Many theatregoers still argue original work can result in greater economic return than an adaptation. Original work can have lower costs or win more awards leading to larger returns for producers. However, Tony Award winning Broadway producer Ken Davenport has blogged that the average run of an adaptation is about double the average run of an original musical. Also, in the past 30 years, over 83% of winners of the Best Musical Tony Award, the most regarded theatre award, were adaptations. An adaptation will most likely recoup faster than an unknown original work as long as producers ensure a low feasible budget.
What does this mean for Broadway's current situation amongst the pandemic? We may see less expensive sets and special effects, but we will at least have live theatre as the economy works toward its natural rate. This does not at all mean Broadway producers should stop producing original works, by all means they should continue, but instead producers should focus on adaptations when the economy is suffering.
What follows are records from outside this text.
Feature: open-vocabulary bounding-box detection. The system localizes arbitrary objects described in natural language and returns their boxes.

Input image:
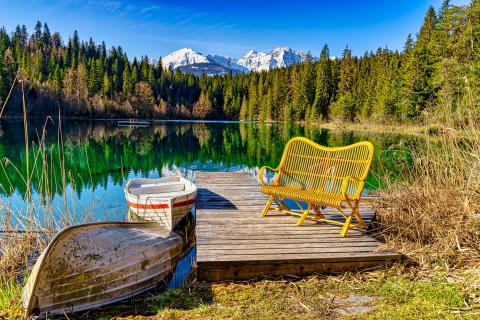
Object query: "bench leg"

[352,202,367,228]
[313,204,325,219]
[340,214,353,238]
[262,196,273,217]
[297,204,312,226]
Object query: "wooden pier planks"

[195,172,400,281]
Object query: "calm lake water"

[0,121,420,229]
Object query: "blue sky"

[0,0,470,58]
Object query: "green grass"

[0,267,480,320]
[109,271,480,320]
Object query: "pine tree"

[122,64,133,96]
[310,45,333,120]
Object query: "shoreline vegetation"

[0,0,480,319]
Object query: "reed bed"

[375,122,480,268]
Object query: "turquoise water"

[0,121,418,229]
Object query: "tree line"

[0,0,480,125]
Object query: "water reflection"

[0,121,418,228]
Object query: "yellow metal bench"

[258,137,373,237]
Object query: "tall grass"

[376,125,480,267]
[0,72,94,318]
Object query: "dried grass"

[375,124,480,268]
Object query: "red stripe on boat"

[128,199,195,209]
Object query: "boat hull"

[125,177,197,230]
[23,222,182,316]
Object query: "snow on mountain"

[162,47,314,75]
[208,55,249,72]
[162,48,210,69]
[238,47,308,71]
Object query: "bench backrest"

[277,137,373,198]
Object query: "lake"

[0,120,421,229]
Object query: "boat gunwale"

[22,221,171,317]
[123,176,198,202]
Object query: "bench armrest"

[258,166,280,186]
[342,176,365,200]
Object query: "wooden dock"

[195,172,400,281]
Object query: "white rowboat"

[125,176,197,230]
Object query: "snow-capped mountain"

[162,47,314,75]
[238,47,308,71]
[162,48,249,75]
[162,48,210,69]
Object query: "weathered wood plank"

[196,172,399,281]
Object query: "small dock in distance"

[195,172,400,281]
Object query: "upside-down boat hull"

[23,222,182,316]
[125,177,197,230]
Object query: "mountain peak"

[238,47,307,71]
[162,47,314,75]
[162,48,209,69]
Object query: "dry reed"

[376,127,480,268]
As an aspiring producer, I hope to always have an economic and philosophical approach to making decisions shaped by my college education in the social sciences. Our goal in the theatre industry is to produce and enjoy incredible art. We can accomplish this with risk aversion and basic managerial economics. We must ensure Broadway has enough funds to last for not only our lifetimes, but for future generations. Adaptations will keep Broadway marquees lit.